The results from simulating coarser-resolution images show how this can be achieved based on the high-resolution images. For the TD Holocene and EDC MIS 2 image a resolution of 400–700 µm can be sufficient to achieve transversal signal coherence. This is consistent with the need to further reduce the resolution in previous studies using spot sizes of around 200 µm (Sneed et al., 2015; Della Lunga et al., 2017; Spaulding et al., 2017; Bohleber et al., 2018). The instance of the EDC MIS 5.5 image shows that this range is not a generally applicable value, however: for the larger grains the signals remain substantially heterogenous in the transversal direction.
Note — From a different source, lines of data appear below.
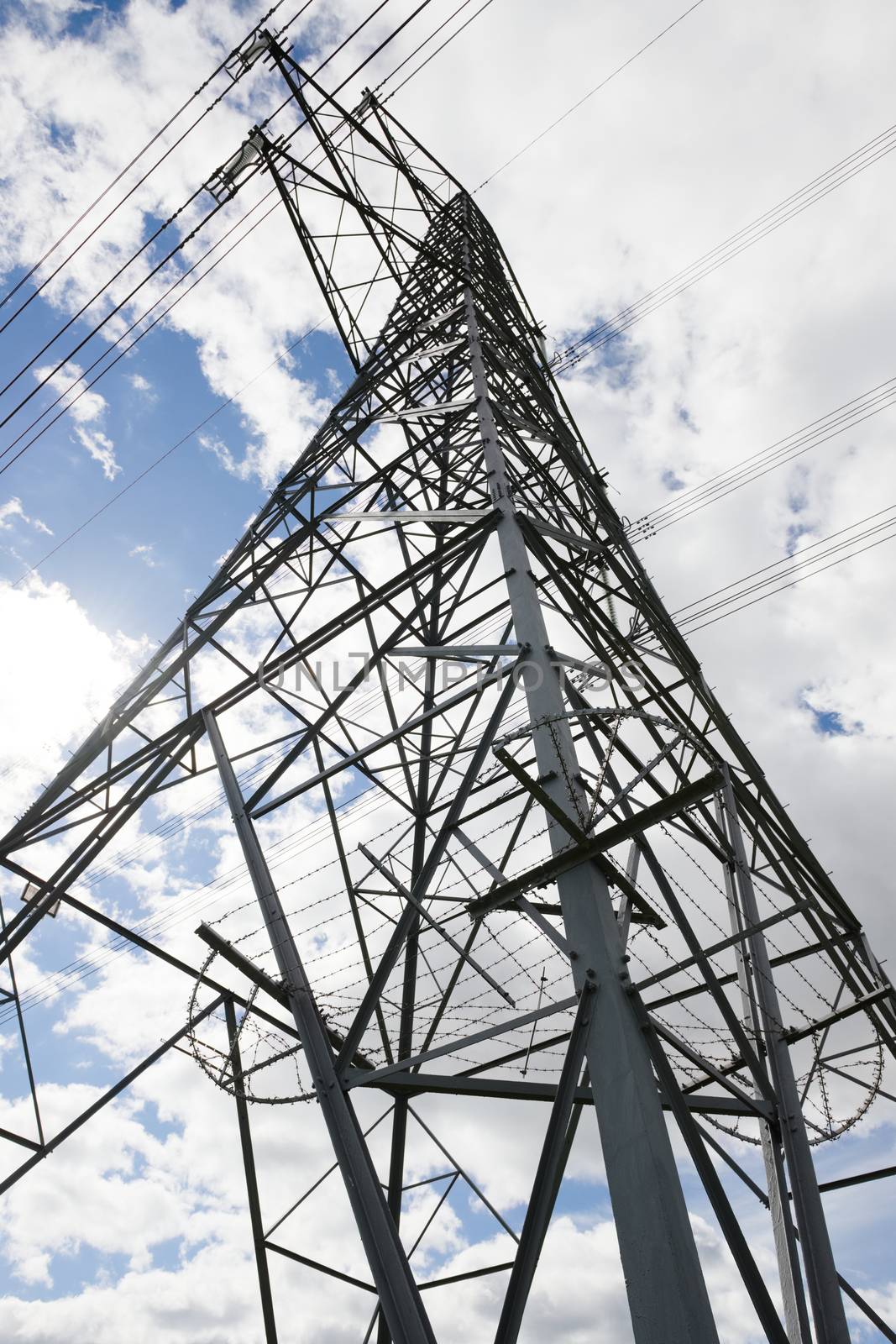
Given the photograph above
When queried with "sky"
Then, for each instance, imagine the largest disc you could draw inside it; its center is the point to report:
(727, 114)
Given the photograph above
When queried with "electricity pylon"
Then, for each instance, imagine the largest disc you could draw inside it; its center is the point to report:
(578, 870)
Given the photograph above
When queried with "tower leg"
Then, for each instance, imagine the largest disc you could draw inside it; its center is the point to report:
(664, 1278)
(399, 1296)
(826, 1300)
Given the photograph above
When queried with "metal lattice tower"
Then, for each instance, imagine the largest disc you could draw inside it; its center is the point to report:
(579, 889)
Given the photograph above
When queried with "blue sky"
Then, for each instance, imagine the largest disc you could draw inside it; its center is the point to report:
(808, 676)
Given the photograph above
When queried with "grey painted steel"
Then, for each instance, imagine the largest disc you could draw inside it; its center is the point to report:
(251, 1180)
(664, 1280)
(789, 1270)
(829, 1315)
(399, 1296)
(547, 1176)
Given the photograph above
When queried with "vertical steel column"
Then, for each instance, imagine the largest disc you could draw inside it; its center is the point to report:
(399, 1296)
(782, 1223)
(664, 1280)
(251, 1182)
(826, 1300)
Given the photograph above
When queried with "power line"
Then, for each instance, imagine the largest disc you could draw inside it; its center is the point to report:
(228, 402)
(160, 230)
(163, 457)
(730, 248)
(590, 94)
(802, 561)
(161, 264)
(129, 165)
(434, 54)
(752, 468)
It is clear that maximizing spatial coherence will immediately depend on the following: (i) the degree of localization of an impurity species at the grain boundaries and (ii) the average size of the grains with respect to the stratigraphic layering of interest. Both can be taken into account with the 2-D impurity imaging technique. Considering an average grain radius of around 5–6 mm in the deeper sections of the EDC ice core (EPICA Community Members, 2004), the required size of the maps should be substantially larger than the present ones.
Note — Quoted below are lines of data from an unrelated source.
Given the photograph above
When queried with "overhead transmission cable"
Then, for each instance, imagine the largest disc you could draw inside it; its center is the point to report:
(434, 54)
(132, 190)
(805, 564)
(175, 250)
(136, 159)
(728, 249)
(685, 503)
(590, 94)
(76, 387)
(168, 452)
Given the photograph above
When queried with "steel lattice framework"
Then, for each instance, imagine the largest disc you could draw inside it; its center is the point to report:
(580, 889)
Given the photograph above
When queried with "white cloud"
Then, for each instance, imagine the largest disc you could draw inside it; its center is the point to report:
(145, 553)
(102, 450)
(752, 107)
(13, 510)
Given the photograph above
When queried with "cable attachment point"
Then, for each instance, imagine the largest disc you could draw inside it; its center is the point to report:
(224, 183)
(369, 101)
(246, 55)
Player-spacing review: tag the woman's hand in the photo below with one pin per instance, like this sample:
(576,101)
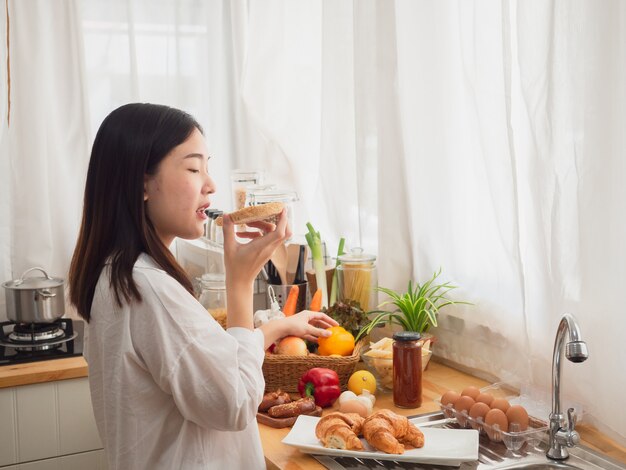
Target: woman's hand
(306,324)
(243,261)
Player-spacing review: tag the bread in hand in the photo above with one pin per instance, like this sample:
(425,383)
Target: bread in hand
(340,431)
(253,213)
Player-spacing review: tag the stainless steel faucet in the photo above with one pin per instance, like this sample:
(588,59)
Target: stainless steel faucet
(576,351)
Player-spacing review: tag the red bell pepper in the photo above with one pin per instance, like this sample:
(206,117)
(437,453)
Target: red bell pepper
(321,384)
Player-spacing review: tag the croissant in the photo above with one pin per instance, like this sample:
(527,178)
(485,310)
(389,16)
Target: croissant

The increase in map size is a considerable yet solvable technical and practical challenge. Even with the high scan speed employed here, the recording of a 7×10.5 mm image requires 200 parallel scan lines at a 35 mm spot size, corresponding to 1.8 million individual laser shots fired. With unidirectional measurements the imaging takes around 2.5 h, although imaging time can be reduced by about 30 % if scanning in a bidirectional mode. The latest technological developments in LA-ICP-MS imaging promise further advancement in speed through faster washout and higher repetition rate lasers (Šala et al., 2020; Van Acker et al., 2021). Regarding stratigraphic line scans with LA-ICP-MS, the already developed large cryogenic chambers can eliminate the need for preparing centimeter-sized samples (Sneed et al., 2015). If combined with the scan speed achieved in the present method, the line scan of a 55 cm core section would be completed in under 10 min. In this framework, the present study clearly demonstrates the merit of the LA-ICP-MS imaging technique both for studying impurity localization and setting the experimental design for stratigraphic investigations. The imaging approach should hence be integrated in future efforts in ice core analysis by LA-ICP-MS.

5 Conclusions

Through the integration of state-of-the-art imaging techniques, LA-ICP-MS ice core analysis has taken the step from 1-D into 2-D. The next level in LA-ICP-MS ice core analysis now offers scan speeds increased by 1 order of magnitude for single line profiles and the ability to map the localization of impurities at a high spatial resolution (35 µm). The present work has demonstrated the new potential for investigating the location of impurities and for improving the interpretation of single line profiles considering imprints from ice crystal features. Two-dimensional chemical imaging with LA-ICP-MS showed distinct differences among glacial and interglacial samples of the Talos Dome and EPICA Dome C ice cores from central Antarctica. The images reveal that grain boundaries coincide with high intensities of Na for all samples. In the Talos Dome Holocene sample and the glacial sample from EPICA Dome C, Mg and Sr are presented also in the grain interiors. The interglacial sample from MIS 5.5 shows all elements predominantly at grain boundaries. This finding is corroborated by introducing image segmentation techniques to separately quantify in-grain vs. intra-grain intensities as well as their ratios. Simulations of coarser-resolution experiments show that the spatial significance of a single line profile increases as the imprint of grain boundaries weakens at a coarser resolution. This allows settings to be adapted to be specifically fit for purpose, e.g., to avoid misinterpretation of ultra-fine-resolution signals in the presence of ice crystal imprints. An immediate future target is imaging over larger areas to increase their spatial significance, in particular for investigations in deep ice with centimeter-sized grains. In this regard, the present findings have clearly demonstrated the merit of driving forward the LA-ICP-MS ice core imaging technique.